Shares of Lowe's, the second-largest home improvement chain, rose 2.1 percent in early trading on Monday. Market leader Home Depot
Lowe's said it still expected sales at stores open at least a year to rise about 2 percent for the fiscal year, which some analysts viewed as a good sign given persistently soft U.S. consumer sentiment.
JPMorgan analyst Christopher Horvers said Lowe's should be able to meet that same-store sales goal as consumers resume projects to maintain or repair their homes.
We await more discretionary larger-ticket projects that would further accelerate same-store sales growth, he said in a research note.

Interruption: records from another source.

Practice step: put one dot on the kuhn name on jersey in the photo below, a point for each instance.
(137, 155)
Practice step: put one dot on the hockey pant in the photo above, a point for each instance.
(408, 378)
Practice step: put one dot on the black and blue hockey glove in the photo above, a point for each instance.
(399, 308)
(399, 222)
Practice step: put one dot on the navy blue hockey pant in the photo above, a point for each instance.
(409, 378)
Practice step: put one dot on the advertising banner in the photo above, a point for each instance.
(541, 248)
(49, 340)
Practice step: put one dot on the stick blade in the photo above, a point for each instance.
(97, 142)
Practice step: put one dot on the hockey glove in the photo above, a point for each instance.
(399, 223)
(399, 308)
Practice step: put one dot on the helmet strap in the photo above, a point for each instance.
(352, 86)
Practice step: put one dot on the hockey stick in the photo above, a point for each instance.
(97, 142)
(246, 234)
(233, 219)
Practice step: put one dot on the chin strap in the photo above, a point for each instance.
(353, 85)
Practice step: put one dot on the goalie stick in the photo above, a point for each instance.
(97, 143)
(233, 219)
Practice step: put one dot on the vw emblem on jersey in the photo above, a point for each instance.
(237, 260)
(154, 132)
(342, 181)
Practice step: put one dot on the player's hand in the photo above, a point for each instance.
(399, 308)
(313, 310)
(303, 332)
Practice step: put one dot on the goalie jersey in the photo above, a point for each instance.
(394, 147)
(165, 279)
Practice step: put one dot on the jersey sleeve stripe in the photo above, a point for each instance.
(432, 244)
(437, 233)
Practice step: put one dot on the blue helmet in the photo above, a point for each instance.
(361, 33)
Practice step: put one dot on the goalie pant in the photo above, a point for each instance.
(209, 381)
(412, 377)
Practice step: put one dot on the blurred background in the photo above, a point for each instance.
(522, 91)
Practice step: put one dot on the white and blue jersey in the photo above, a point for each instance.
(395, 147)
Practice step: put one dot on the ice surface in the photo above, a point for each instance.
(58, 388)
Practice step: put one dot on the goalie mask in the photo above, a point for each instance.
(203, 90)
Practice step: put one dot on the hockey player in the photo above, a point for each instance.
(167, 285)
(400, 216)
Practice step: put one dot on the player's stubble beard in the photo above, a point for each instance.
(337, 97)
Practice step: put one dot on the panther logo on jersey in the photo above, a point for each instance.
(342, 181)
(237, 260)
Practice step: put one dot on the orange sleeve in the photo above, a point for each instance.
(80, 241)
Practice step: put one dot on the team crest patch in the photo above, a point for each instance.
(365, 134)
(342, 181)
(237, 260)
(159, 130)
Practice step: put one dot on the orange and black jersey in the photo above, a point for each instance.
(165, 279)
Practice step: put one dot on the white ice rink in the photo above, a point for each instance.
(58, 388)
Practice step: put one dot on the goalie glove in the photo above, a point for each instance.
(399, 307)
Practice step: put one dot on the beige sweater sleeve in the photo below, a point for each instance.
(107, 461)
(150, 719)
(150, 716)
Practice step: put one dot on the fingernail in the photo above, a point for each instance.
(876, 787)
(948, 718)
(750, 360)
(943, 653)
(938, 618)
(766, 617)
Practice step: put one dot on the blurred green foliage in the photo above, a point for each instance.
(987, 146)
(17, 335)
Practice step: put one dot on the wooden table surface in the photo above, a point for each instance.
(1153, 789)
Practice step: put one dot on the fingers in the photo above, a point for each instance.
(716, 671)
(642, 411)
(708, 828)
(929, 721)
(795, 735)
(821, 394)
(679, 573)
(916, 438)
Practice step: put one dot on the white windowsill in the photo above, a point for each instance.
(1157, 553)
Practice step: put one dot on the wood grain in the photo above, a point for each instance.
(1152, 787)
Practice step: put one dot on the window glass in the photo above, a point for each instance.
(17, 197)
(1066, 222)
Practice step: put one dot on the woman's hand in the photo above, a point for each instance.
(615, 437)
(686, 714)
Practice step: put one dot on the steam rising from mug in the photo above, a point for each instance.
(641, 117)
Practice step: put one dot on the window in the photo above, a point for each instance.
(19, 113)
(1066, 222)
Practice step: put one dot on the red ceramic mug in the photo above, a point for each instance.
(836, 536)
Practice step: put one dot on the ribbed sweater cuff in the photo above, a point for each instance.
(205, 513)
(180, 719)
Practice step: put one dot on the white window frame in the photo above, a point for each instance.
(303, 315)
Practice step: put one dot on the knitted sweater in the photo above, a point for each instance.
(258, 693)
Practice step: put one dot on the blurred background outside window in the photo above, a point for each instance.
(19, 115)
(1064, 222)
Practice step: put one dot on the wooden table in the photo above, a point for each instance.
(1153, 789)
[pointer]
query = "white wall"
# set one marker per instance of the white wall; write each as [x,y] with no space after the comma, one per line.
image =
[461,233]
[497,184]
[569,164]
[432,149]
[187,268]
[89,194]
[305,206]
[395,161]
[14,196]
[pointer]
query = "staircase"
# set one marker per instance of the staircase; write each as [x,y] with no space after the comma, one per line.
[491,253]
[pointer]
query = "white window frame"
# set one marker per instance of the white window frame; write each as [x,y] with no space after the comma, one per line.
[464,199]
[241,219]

Horvers also applauded Lowe's for clearing inventory in the quarter, helping gross margin to rise slightly.
Net income rose to $832 million, or 58 cents a share, in the second quarter ended on July 30 from $759 million, or 51 cents a share, a year earlier.
Analysts on average were expecting 59 cents a share, according to Thomson Reuters I/B/E/S.
We expect the 'not so bad' second-quarter results that Lowe's reported today to alleviate growing market concerns of a significant deterioration in trends at the chain over the past few months, Oppenheimer analyst Brian Nagel said.
Lowe's forecast current-quarter profit of 28 cents to 32 cents a share, while analysts were expecting 31 cents. The company said it expected a sales increase of 3 percent to 5 percent for the period.
Sales at Lowe's lost some momentum during the second quarter due to the expiration of a U.S. homebuyer tax credit and cash for appliances programs. Both had helped results significantly in the first quarter.
Sales rose 3.8 percent to $14.36 billion, but missed Wall Street's average estimate of $14.52 billion. Sales at stores open at least a year rose 1.6 percent.